Wednesday, June 08, 2011

in my aunt's & uncle's house

I am often amazed by my family.  We are a clan full to the brim with frighteningly clever and successful people:  lawyers and academics and doctors and physicists and presidential advisers and urban planners and marine scientists and environmental lobbyists.

But what I am thinking of right now are not these measures of success, but rather about my aunt's and uncle's house in Olympia, Washington. I am remembering how I scampered through it as a child, usually on the prowl for cats, only to get caught up in running my fingers over the stitches in my aunt's quilts, down the smooth and rough edges of my uncle's woodwork.

Their home was such a tactile place, full of things just begging to be experienced: the bathroom with its huge tiled bathtub (big enough for swimming, at least if you were small enough) and its attached greenhouse and its fish tank in the window; the waterbed irresistibly perfect for (gentle) roughhousing; the fruit leather drying in the oven after an early morning harvest in the back garden; the workshop full of found wood -- jagged and sharp and giving off that unmistakable tangy scent of cut trees.

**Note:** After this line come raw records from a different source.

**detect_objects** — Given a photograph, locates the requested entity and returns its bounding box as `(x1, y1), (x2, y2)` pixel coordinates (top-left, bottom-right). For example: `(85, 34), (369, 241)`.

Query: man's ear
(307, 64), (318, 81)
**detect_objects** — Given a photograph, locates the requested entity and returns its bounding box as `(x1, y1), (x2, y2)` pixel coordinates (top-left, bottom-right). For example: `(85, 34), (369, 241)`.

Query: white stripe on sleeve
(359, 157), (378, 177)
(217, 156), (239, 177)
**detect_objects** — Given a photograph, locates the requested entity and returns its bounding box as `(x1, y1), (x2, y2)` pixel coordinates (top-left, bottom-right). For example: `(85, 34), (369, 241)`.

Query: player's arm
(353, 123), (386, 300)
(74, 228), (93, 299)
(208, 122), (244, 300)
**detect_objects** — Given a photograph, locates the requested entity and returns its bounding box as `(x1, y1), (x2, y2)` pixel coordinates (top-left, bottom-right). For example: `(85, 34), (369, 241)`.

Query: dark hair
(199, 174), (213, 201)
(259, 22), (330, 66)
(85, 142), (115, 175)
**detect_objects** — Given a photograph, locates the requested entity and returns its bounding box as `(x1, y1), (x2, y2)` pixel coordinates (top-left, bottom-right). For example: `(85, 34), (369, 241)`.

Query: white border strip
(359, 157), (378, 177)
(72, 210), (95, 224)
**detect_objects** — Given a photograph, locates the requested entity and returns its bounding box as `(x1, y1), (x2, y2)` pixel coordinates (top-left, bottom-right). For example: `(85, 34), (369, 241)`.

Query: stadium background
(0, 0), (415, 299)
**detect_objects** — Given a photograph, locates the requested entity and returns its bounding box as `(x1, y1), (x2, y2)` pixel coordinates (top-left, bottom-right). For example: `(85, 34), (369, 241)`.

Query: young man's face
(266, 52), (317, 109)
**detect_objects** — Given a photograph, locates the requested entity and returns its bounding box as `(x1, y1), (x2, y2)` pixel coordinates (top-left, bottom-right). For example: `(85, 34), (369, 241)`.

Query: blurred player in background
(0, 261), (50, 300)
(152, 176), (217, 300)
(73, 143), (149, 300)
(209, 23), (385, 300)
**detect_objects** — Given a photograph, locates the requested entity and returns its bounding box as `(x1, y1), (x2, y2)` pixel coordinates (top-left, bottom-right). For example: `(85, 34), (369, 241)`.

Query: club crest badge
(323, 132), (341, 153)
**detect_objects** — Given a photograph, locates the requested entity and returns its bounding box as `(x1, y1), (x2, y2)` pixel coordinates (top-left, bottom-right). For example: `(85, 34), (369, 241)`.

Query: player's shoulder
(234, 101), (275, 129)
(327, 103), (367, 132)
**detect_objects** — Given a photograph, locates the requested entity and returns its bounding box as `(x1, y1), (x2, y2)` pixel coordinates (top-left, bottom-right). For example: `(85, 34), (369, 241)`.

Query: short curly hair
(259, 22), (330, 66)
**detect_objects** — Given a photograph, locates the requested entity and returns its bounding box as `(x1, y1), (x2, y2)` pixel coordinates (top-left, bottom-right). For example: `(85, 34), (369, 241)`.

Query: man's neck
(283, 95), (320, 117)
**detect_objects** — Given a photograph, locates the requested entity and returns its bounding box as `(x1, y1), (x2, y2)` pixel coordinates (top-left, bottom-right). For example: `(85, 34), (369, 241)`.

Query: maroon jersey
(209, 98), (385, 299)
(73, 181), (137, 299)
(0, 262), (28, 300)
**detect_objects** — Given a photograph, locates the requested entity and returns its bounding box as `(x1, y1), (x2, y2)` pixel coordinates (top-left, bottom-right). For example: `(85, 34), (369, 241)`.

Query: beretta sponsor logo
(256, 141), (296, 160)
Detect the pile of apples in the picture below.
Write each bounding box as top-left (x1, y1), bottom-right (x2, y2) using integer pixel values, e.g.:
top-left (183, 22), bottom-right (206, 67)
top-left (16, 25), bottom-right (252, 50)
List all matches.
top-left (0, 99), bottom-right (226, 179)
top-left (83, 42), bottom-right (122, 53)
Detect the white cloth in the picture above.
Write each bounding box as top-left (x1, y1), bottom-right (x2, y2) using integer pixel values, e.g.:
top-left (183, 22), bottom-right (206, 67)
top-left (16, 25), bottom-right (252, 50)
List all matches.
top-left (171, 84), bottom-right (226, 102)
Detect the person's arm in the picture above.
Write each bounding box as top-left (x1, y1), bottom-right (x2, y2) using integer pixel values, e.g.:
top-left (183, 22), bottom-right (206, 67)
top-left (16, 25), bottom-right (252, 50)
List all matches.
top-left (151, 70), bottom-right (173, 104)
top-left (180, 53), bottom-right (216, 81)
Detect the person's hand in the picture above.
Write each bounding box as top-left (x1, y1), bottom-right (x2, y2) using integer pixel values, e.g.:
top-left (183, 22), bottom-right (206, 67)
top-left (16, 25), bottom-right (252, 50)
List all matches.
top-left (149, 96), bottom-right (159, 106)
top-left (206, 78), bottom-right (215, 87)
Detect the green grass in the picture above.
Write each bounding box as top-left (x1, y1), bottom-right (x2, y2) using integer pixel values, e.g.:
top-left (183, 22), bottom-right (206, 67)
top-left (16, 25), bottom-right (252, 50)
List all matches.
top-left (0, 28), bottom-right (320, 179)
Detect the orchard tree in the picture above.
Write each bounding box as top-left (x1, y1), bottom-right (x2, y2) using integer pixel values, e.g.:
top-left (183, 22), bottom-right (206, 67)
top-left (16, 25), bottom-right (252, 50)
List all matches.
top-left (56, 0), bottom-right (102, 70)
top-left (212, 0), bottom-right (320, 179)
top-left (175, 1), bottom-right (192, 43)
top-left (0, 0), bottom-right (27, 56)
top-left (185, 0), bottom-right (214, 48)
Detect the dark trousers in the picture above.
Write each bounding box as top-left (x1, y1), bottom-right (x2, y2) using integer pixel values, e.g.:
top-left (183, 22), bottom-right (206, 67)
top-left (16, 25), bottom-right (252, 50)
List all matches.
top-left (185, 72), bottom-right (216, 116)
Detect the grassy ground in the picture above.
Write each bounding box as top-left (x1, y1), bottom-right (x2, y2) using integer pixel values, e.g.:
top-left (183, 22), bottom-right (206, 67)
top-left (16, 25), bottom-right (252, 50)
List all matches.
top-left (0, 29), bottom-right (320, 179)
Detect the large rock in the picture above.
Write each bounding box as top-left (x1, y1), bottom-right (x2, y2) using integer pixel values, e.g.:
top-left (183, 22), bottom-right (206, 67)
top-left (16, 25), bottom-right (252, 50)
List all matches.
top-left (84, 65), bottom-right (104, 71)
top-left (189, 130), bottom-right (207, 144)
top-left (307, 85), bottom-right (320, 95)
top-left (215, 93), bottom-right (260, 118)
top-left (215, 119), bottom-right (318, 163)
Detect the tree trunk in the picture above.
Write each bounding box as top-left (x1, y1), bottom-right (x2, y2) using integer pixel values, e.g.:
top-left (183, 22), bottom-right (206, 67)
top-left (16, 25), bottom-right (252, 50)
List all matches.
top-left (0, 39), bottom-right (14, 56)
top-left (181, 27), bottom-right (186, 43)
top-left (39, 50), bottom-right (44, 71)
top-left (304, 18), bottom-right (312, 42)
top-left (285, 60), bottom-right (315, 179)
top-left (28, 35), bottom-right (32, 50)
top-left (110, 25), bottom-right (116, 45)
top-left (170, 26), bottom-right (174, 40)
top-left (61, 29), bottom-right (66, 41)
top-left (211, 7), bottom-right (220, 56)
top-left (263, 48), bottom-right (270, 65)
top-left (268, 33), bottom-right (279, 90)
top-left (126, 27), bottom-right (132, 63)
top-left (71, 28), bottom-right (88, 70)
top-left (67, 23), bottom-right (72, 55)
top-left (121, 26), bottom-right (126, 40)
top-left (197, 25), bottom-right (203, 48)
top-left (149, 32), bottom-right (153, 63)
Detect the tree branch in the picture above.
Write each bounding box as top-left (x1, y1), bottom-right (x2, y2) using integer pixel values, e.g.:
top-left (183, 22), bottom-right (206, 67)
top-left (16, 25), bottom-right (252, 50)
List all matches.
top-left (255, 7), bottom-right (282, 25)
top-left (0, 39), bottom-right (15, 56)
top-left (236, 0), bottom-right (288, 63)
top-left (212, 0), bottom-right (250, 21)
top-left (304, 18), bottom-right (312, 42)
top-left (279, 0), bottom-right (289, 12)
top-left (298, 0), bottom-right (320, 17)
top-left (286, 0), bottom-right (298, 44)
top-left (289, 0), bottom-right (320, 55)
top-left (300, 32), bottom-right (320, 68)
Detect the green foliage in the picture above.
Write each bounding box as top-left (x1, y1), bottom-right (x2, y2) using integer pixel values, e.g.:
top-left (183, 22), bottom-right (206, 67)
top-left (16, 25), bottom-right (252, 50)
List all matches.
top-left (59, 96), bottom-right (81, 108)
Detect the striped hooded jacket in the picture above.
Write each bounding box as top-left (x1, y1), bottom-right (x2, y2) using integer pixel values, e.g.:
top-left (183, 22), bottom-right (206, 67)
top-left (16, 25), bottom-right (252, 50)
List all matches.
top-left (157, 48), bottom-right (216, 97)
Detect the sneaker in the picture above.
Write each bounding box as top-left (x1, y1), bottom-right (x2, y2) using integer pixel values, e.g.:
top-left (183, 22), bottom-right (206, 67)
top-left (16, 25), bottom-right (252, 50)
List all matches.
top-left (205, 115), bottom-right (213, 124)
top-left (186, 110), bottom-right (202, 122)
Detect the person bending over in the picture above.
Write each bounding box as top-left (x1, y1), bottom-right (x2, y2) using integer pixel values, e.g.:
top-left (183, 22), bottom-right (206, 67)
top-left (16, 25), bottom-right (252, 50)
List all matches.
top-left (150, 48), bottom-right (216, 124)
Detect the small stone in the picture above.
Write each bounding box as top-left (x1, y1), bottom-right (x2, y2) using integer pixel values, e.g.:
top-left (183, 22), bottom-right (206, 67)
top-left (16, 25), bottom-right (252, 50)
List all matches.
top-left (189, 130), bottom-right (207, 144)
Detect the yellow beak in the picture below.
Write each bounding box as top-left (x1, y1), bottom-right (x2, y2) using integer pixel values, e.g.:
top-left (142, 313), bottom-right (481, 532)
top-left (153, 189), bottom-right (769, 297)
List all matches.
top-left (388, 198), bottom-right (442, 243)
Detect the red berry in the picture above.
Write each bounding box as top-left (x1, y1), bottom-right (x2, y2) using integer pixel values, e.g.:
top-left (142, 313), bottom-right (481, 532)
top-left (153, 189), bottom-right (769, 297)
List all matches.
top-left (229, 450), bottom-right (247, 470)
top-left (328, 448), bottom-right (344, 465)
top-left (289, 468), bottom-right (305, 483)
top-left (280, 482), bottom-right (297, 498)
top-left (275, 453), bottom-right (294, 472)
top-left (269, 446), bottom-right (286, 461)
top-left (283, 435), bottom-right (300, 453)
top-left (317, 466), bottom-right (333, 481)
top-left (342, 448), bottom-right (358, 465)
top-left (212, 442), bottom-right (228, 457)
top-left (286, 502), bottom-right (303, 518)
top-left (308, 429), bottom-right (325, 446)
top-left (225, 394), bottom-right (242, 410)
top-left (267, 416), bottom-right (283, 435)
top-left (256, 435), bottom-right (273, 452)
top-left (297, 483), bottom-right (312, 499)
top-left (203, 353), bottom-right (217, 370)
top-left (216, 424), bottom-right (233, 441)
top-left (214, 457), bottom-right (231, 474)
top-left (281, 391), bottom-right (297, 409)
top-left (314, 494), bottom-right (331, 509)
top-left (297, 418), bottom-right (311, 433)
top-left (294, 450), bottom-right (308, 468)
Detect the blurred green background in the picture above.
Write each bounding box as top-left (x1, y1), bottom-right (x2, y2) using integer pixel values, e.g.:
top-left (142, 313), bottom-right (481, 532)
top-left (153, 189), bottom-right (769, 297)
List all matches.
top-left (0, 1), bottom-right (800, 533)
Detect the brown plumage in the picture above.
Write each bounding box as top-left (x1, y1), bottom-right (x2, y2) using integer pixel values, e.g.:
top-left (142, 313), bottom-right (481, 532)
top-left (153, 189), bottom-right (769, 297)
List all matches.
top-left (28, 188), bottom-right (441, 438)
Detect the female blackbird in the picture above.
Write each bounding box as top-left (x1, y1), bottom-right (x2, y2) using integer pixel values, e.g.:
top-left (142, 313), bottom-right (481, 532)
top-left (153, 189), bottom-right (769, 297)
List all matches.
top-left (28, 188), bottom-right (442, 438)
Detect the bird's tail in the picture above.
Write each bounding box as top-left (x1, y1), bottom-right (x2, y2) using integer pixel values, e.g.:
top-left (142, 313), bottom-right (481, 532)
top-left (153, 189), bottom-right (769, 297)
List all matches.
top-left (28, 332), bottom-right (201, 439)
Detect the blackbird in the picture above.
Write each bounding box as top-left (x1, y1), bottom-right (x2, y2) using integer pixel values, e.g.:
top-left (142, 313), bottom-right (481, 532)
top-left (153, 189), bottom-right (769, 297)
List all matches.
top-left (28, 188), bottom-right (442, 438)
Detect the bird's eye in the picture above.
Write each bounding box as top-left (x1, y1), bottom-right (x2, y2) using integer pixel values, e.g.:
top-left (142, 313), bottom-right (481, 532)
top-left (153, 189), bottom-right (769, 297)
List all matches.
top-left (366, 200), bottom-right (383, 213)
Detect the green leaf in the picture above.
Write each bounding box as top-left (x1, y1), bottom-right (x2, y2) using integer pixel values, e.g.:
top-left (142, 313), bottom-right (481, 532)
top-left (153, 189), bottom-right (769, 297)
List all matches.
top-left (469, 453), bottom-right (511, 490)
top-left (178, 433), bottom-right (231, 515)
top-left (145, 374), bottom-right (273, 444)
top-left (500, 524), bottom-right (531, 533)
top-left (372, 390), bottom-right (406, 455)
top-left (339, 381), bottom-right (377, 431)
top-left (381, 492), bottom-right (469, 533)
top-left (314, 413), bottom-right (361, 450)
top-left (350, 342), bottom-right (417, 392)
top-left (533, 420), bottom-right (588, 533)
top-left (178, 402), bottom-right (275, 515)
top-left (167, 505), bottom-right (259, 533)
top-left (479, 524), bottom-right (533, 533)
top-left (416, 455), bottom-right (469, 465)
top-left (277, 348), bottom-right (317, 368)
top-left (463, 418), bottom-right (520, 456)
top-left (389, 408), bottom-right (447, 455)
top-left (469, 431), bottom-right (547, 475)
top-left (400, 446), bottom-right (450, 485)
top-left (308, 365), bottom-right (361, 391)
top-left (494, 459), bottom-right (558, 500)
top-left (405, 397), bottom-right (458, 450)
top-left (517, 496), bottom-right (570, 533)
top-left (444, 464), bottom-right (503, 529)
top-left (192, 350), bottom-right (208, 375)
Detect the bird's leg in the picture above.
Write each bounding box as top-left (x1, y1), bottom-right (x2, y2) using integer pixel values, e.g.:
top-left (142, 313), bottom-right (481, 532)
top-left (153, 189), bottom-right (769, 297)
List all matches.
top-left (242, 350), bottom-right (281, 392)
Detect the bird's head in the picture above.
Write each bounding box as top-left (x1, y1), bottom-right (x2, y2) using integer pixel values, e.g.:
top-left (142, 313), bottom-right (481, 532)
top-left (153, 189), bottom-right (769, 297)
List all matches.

I've been thinking about this tonight because a friend shared this link (thank you, Constance -- it's lovely, and yet so easy to get lost in) and it reminds me of my uncle's kaleidoscopes.  I have two of them, gifted to me for my high school and college graduations, and more recently a gorgeous bowl which now lives on my Dan Bookshelf and houses my bead collection.

I love that in the midst of career and family lives, so many of my relatives have a certain tendency to lose themselves in creating earthy beautiful things: quilts, wooden bowls and clocks and kaleidoscopes, soaps, sketches and watercolors, gardens overflowing with flowers and herbs and fruits and vegetables.